Hackers can spoof and hijack communications targeting sirens part of emergency alert systems to trigger false alerts and cause panic among a local population, information security training experts comment.
Attackers can achieve this by exploiting a newly discovered vulnerability in emergency alert systems manufactured by ATI Systems.
The emergency alert systems are deployed at the One World Trade Center, Indian Point Energy Center nuclear power stations, UMass Amherst, and the West Point Military Academy.
SirenJack flaw impacts sirens’ radio protocol. The vulnerability, discovered by information security training researcher Balint Seeber and labeled SirenJack, resides in the fact that the radio protocol used to control sirens in ATI Systems is not encrypted.
This unencrypted protocol allows a bad actor, which could be an individual, hacktivist, terrorist, or hostile nation-state, to find the radio frequency assigned to an emergency system, craft malicious activation messages, and set off the emergency system.
Seeber discovered this flaw while auditing the emergency alert system deployed across the city of San Francisco in 2016. He did not initially notify ATI Systems of the bug, but the recent incidents involving the Dallas tornado sirens warning system and the Hawaii nuclear missile alert system drove the researcher to contact ATI.
In a statement issued today, ATI says it developed a patch for the issue reported by the Bastille researcher.
“ATI has created a patch which adds additional security features to the command packets sent over the radio.

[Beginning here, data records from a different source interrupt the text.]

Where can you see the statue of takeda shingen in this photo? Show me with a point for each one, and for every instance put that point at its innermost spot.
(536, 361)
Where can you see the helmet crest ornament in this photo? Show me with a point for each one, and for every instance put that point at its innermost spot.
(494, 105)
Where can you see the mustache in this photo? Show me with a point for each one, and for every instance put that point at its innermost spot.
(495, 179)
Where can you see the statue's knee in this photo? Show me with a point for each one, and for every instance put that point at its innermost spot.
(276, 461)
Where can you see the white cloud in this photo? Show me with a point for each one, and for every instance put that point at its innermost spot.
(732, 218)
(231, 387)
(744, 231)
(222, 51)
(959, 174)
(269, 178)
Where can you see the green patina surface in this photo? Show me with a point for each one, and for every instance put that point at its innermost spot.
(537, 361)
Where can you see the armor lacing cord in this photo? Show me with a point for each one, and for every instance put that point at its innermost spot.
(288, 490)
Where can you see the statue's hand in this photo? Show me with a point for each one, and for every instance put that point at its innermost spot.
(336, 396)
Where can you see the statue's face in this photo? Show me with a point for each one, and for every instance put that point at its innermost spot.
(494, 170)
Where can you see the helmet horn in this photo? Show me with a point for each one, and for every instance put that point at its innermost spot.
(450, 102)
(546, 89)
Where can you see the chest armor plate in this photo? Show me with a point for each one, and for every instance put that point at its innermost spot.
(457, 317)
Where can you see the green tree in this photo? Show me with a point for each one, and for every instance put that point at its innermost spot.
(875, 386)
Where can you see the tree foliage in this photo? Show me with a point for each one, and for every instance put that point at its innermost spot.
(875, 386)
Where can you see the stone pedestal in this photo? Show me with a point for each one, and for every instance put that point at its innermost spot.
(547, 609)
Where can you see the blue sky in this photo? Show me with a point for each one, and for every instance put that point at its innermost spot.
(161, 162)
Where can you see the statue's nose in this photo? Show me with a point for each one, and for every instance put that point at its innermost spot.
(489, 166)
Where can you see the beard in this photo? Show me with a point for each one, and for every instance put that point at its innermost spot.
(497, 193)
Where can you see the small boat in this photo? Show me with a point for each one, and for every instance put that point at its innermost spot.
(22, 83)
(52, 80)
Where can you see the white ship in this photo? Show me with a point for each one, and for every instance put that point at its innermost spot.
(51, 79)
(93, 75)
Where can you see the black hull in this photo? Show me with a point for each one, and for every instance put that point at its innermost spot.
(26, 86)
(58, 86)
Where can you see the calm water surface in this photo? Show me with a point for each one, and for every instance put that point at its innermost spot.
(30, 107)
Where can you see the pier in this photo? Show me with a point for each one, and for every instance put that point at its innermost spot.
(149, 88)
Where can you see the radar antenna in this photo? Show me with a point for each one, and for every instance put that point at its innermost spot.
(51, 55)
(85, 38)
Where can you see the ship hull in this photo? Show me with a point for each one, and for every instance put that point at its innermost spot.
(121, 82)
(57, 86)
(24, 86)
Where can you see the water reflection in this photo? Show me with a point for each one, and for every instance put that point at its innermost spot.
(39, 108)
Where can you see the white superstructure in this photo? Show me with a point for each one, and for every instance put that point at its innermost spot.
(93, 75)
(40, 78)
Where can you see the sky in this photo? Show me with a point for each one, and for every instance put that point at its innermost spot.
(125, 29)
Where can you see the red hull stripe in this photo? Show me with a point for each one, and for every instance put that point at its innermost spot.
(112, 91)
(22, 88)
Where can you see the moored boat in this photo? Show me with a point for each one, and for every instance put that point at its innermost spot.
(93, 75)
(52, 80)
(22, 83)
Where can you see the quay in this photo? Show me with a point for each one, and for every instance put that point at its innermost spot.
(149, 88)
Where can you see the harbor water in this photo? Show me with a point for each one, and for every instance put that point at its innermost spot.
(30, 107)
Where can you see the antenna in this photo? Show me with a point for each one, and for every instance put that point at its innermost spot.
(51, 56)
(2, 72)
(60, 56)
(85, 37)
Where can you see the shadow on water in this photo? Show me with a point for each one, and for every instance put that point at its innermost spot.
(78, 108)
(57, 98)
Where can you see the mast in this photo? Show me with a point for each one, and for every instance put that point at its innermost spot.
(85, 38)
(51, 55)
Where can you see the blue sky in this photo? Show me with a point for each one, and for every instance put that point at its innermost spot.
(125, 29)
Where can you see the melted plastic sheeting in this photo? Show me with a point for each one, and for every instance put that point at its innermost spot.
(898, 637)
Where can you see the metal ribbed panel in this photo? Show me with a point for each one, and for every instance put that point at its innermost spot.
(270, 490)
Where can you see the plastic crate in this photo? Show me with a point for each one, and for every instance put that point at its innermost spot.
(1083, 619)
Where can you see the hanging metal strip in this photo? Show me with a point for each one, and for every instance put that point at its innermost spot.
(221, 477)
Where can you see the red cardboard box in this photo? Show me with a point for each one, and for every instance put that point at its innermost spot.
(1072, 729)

This is currently being tested and will be rolled out shortly,” ATI says.
The company added that these emergency alert systems are customized for each client and that each customer will have to reach out to the company for his own custom fix.
According to information security training professionals, a patch for the San Francisco emergency alert system has already been applied last month.
“A single warning siren false alarm has the potential to cause widespread panic and endanger lives,” said Chris Risley, CEO, Bastille Networks. “Bastille informed ATI and San Francisco of the vulnerability 90 days ago, to give them time to put a patch in place. We’re now disclosing SirenJack publicly to allow ATI Systems’ users to determine if their system has the SirenJack vulnerability. We also hope that other siren vendors investigate their own systems to patch and fix this type of vulnerability.”